Pero también recuerdo esa calle algo maleada, con putas,
huacteros, choros, un cine crepuscular a media cuadra y algunos recintos
esperanzadores donde compré mi primer libro (de segunda mano) en Arequipa: Poesía
reunida de José Ruiz Rosas; luego le seguiría una joya: Mi Manuel de
Adriana de Verneuil, esposa de Manuel González Prada y que atesoro en una caja
de exiliado intermitente.
Por esa época también cayó en mis manos el libro de Luis A.
Sánchez donde abordaba la vida de José Santos Chocano, es el famoso
Aladino…
que costó 10 lucas, casi una semana de alimentos para mí (La línea 20, incluso
los ómnibus celest
es
de COTASPA cobraban 0.20 céntimos el pasaje; el menú estaba 2 soles, etc.); de
este libro guardo una desoladora tristeza en mi memoria: lo vendí. Me lanzaron
dos soles.
—Gracias, chochera.
—De nada, me contestó, el puta.
Hace algunos años atrás tuve que enfrentar esa calle de
Ejercicios y entrar. Saqué mi carné de lector y no pude usarlo correctamente
debido a que el susodicho local ingresó en un proceso de mejoramiento. Lo iban
a remodelar. Pasaron meses mientras caducaba mi carné de lector virtual.
Ahora entro. Espero a la modernidad y que se manifieste,
carajo. No es posible. Llevo años esperando sacar un libro.

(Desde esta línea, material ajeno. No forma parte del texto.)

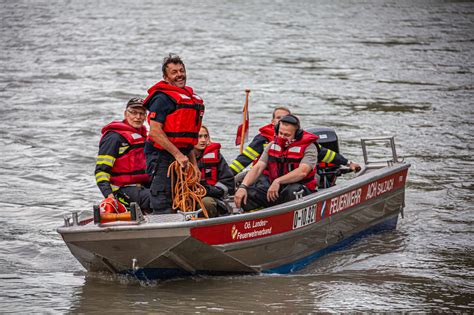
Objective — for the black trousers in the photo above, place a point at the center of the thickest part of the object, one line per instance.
(157, 164)
(257, 194)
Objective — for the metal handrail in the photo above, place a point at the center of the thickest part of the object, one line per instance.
(384, 140)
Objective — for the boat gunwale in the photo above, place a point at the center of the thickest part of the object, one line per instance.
(270, 211)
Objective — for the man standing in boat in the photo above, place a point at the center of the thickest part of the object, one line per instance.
(175, 116)
(287, 165)
(120, 170)
(253, 151)
(216, 176)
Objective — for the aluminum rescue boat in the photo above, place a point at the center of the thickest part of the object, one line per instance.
(279, 239)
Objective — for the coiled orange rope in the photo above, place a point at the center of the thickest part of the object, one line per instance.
(187, 191)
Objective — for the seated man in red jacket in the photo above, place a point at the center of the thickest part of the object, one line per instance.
(288, 165)
(253, 151)
(216, 176)
(120, 170)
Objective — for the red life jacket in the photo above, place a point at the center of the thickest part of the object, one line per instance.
(268, 131)
(281, 161)
(130, 167)
(181, 126)
(209, 163)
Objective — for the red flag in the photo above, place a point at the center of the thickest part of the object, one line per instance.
(238, 138)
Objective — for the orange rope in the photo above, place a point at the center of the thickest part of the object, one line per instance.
(186, 189)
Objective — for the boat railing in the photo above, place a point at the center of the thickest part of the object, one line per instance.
(381, 162)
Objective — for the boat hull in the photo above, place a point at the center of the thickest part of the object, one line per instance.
(280, 239)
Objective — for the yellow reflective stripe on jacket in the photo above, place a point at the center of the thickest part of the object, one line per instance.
(108, 160)
(122, 149)
(102, 176)
(251, 153)
(236, 166)
(330, 155)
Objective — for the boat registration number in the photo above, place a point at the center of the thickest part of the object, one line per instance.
(304, 217)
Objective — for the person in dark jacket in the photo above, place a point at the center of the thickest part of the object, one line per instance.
(120, 170)
(216, 176)
(253, 151)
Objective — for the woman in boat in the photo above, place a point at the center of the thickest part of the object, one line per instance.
(216, 176)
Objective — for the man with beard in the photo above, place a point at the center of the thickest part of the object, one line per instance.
(175, 116)
(288, 165)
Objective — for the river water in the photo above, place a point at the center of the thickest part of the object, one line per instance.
(366, 68)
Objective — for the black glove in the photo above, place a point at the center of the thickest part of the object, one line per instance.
(213, 191)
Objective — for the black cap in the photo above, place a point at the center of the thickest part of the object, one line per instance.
(135, 102)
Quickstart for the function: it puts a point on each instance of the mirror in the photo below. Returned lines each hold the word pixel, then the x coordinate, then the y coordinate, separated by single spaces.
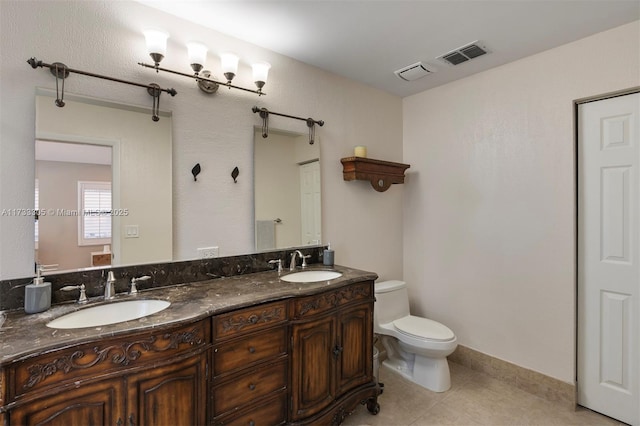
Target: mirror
pixel 73 178
pixel 287 191
pixel 98 142
pixel 141 164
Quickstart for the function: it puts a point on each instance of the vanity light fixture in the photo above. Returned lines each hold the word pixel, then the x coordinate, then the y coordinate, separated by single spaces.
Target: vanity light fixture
pixel 157 48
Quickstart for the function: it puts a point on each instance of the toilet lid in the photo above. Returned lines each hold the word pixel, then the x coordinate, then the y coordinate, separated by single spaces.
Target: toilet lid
pixel 423 328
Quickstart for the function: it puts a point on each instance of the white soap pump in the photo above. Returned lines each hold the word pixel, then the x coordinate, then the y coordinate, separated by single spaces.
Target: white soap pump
pixel 37 296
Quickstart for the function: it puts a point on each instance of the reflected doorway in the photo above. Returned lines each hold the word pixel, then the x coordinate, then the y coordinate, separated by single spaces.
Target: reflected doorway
pixel 74 198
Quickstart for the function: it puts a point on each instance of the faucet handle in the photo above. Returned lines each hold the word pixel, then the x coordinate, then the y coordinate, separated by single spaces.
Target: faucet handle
pixel 134 289
pixel 277 262
pixel 83 294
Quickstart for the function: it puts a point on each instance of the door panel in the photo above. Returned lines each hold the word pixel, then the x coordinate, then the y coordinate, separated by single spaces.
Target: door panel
pixel 608 267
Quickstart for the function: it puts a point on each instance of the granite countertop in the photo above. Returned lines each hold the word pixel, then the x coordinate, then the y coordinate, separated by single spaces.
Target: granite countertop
pixel 22 336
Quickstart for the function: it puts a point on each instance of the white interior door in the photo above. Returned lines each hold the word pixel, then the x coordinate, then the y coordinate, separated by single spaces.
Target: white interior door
pixel 608 257
pixel 310 199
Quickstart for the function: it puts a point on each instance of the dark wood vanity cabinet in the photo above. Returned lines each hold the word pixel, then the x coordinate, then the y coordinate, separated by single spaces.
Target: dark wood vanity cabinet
pixel 332 355
pixel 299 360
pixel 250 366
pixel 151 378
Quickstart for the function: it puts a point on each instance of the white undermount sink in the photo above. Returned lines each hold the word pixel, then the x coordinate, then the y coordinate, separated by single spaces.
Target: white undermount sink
pixel 310 276
pixel 110 313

Paredes pintadas, vidrios relucientes, piso nuevo. Llego al
mostrador y encuentro unas caras antiguas, arrancadas de cualquier esquina de
la calle Alto de la luna, la más vil de todas junto a Goyeneche y San Juan de
Dios. Cuestiono. Me señalan con su dedo infeliz los mamotretos que contienen
los ficheros de mi mala suerte. (Mismo GGM).
—Y tanto dinero en arreglar el baño, pintar la fachada y no
han podido digitalizar esto —le digo al míster que pone los ojos en su
periódico multicolor. Baja la mirada, ahora la lleva a un punto muerto del
cielo raso y la deja allí por una eternidad. No es que me tenga miedo, no, no.
Lo que pasa es que le llega al huevo mi indignación.
Me paso un ratazo buscando. Lo tomo como una experiencia
“casi nuevaolera”, hasta creo que se dibuja en mi cara una sonrisa, pues en la Biblioteca de
Humanidades de la San
Agustín, se hacía lo mismo en el siglo pasado y valgan
verdades, era un experto.
Así que manos a la obra. Observo las letras, las primeras
sílabas que orientan al incauto… abro el ataúd de fichas amarillas. A ver, este
puede ser. Anoto números, códigos de la granflauta. Pido ficha. Escribo. Que no
hay, putamare. Reviento.
Estuve una semana soportando dicha precariedad de las
emociones frente al arte de la escritura. Miro a los trabajadores y en sus
caras solo veo la derrota de una vida consagrada a la miseria de la condición
humana. Trato de comprender que no todos ven en un libro la luz o la libertad
de un hombre. Pensar que en estos pasillos estuvo César Atahualpa Rodríguez,
Alberto Guillén, Alberto Hidalgo, Guillermo Mercado, José Ruiz Rosas… y ahora
el desencanto.
No solo acuso una irreverente desatención por parte de las
autoridades en el manejo de este monumento en la historia cultural de la ciudad
sino que el olvido ya linda con la estupidez y eso me ofende como lector y
ciudadano. No se puede ingresar a un lugar consagrado al saber y ver caras
destruidas por la monotonía, oír cuchicheos infames de circunstancias banales y
sobre todo respirar el aire más enrarecido de la vida. En la Biblioteca Municipal
de Arequipa no se puede respirar, carajo. Un sujeto con asma da unos pasos en
ese lugar y se muere. Así de brava está la cosa.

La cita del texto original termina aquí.